Everybody lies in court, from the attorneys to the police, but Casey Anthony is the Michelangelo of lying. She has more imaginary friends than I have real ones. Casey created “Zanny the Nanny” from a name on an apartment guest register. But she didn’t just take the woman’s name. She created a mother and sister for the phantom babysitter, supplied marital information, and gave her a college education. Among the innocents victimized by this case, a real person named Zenaida Fernandez-Gonzales had her life ruined for sport. Casey thought the more elaborate the lie, the more believable and thus walked the police all the way into Universal Studios before admitting she didn’t work there, despite the fact she had been going to her fake job for two years. 

If she is such a nimble liar, did she believe she could remain free while they searched for the fabricated nanny forever? And if her child drowned, as the defense claims, how to explain the fresh tattoo Casey got the next day or the month of hard partying before admitting her daughter was missing? Casey suffers from the narcissism of the assumed pretty. Her pals were all hooking up, and her boyfriend du jour didn’t want a child around. Hot bodies are fleeting.

Unlike the O.J. trial, defense attorney Jose Baez is no Johnny Cochran. His slogan should be, “If your lawyer gets licked, you must convict.” His fumfering, ill-prepared delivery makes him look particularly clumsy next to the professionalism of prosecutor Jeffrey Ashton. Baez’ stunning opening statements about sexual abuse, incest, and the accusation that George Anthony covered up his granddaughter’s drowning were left hanging in the air like the stench of death in a car trunk. Casey watched impassively while her counsel allowed Cindy to perjure herself in an effort to save her daughter’s life. Not possessing any such motherly instincts, Casey is like a human wrecking ball, destroying everything in her path.
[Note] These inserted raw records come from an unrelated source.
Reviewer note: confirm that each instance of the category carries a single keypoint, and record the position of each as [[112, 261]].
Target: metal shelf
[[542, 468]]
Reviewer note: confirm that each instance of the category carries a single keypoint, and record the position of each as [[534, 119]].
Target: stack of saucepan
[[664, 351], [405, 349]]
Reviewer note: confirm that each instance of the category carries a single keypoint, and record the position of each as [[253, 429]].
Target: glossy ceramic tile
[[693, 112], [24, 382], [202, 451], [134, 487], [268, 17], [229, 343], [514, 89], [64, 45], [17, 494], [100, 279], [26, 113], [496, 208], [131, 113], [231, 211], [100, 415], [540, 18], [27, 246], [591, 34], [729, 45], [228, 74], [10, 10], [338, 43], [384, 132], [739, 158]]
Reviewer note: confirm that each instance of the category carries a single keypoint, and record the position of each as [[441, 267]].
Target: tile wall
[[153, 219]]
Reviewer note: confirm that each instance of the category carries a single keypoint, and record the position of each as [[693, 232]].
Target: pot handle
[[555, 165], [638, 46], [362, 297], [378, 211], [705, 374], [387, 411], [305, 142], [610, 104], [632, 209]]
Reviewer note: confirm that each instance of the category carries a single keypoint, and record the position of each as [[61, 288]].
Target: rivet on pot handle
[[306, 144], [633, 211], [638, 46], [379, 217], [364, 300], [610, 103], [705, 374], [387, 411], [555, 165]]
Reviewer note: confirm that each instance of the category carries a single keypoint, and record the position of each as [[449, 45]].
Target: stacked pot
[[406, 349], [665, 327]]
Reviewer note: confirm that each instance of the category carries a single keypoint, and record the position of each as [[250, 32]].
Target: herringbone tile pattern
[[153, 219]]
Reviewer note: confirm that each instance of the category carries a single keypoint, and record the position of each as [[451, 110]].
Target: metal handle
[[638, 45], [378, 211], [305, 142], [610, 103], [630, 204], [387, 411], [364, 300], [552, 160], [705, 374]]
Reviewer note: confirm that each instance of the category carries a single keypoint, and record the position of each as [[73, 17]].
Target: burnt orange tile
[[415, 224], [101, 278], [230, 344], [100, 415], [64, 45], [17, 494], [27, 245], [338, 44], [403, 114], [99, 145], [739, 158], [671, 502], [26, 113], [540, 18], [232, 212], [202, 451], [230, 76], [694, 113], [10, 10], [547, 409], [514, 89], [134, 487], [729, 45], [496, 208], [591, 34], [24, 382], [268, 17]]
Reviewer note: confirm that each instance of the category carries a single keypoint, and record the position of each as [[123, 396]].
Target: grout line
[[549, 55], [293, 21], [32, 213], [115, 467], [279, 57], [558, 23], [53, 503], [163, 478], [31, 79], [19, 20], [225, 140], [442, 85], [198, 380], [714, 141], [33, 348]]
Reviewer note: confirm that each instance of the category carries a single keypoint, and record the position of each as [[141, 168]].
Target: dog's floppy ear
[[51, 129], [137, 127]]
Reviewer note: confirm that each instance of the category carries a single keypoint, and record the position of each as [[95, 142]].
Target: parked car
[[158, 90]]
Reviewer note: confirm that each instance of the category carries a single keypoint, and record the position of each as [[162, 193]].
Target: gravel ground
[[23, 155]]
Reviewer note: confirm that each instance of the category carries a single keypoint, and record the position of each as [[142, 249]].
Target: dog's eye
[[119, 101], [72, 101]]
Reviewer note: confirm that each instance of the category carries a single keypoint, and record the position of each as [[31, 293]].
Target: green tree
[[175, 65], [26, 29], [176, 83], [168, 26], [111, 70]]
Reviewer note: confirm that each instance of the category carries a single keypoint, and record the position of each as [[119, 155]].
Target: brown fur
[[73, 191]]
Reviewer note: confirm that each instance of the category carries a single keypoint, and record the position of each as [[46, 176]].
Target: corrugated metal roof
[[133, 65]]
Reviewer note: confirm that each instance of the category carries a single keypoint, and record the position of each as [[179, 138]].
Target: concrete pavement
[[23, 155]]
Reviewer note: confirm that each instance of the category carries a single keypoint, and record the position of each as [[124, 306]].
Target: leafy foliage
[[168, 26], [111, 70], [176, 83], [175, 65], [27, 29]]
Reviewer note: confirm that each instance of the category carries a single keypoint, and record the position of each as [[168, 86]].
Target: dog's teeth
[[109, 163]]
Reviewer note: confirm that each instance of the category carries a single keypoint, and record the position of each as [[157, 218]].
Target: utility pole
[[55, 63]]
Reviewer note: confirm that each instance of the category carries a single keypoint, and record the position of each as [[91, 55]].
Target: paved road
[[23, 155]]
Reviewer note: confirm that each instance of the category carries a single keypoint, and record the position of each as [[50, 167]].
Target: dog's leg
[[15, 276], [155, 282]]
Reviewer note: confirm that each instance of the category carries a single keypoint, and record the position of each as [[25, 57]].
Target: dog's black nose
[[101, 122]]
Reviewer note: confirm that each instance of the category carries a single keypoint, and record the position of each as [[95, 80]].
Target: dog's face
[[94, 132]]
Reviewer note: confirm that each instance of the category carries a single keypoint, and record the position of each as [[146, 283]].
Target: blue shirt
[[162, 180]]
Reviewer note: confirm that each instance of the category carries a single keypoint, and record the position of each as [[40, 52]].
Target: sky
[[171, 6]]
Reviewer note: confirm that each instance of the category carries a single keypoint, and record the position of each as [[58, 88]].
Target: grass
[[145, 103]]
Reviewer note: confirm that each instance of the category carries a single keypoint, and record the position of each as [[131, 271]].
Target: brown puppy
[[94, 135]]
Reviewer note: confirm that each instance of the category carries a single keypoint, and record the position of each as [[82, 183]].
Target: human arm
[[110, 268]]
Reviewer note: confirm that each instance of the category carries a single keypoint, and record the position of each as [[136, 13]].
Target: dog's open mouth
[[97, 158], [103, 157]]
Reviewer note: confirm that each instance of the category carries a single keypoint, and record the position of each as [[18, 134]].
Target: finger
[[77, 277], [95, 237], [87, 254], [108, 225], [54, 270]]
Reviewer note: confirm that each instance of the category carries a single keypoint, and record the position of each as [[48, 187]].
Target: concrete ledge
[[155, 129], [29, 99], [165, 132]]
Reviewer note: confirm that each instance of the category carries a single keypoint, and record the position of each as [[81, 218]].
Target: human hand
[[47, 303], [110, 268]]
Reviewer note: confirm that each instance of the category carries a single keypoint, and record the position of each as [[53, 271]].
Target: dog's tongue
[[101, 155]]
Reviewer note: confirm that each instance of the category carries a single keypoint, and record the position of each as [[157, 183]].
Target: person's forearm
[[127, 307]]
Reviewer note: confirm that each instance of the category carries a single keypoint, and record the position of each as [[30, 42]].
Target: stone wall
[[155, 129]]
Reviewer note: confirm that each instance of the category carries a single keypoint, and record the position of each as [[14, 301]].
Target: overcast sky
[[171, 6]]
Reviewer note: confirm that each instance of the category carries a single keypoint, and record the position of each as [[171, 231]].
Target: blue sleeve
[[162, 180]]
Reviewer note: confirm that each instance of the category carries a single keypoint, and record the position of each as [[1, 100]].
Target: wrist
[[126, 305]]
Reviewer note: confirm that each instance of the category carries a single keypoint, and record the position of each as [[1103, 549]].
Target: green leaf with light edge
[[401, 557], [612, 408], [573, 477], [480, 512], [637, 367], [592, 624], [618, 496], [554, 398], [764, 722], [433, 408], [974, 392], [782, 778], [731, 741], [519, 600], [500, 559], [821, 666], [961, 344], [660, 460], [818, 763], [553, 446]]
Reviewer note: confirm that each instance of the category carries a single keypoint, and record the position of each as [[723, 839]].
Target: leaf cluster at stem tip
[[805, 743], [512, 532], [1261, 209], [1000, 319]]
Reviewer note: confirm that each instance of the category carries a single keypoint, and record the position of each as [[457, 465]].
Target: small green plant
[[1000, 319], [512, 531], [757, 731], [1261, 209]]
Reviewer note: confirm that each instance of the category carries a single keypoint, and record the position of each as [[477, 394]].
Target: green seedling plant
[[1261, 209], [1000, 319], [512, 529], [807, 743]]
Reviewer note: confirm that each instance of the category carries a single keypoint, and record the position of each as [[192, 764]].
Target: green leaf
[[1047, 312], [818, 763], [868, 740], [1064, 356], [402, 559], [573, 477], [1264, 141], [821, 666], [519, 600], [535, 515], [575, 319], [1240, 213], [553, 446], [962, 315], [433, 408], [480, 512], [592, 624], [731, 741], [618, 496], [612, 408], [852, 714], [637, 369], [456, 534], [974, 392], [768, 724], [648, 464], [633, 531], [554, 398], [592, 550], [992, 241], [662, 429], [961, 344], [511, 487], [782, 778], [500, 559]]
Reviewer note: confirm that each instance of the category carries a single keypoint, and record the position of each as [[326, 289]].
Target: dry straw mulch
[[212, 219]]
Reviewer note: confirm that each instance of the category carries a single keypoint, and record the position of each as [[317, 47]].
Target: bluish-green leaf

All the news-talkers expressed amazement at the ineptitude of Jose Baez, but after his fourth rebuke from Judge Belvin Perry, I began to glimpse his genius strategy.

With the Florida death penalty at stake, this was truly reality television. Most likely, Casey will never reveal what actually happened to Caylee. Baez conjured an image of George Anthony holding his drowned grandchild while plotting the disposal of her remains, then he never mentioned it to the jury again. My favorite new legal opiner, attorney Mark Eiglarsh, said, “It’s hard to prove murder without a cause of death.” After 84 Google searches for “chloroform” and additional searches for “neck-breaking” and “internal bleeding” on the family computer, any reasonable juror might suspect premeditation, regardless of the cause of death.

A child is dead and a family is ruined. A life sentence might have allowed Casey the time to train her hyper-imagination toward writing fiction. Personally, I’d like to have seen Tot Mom put under house arrest. Only, it would have to be in Nancy Grace’s house.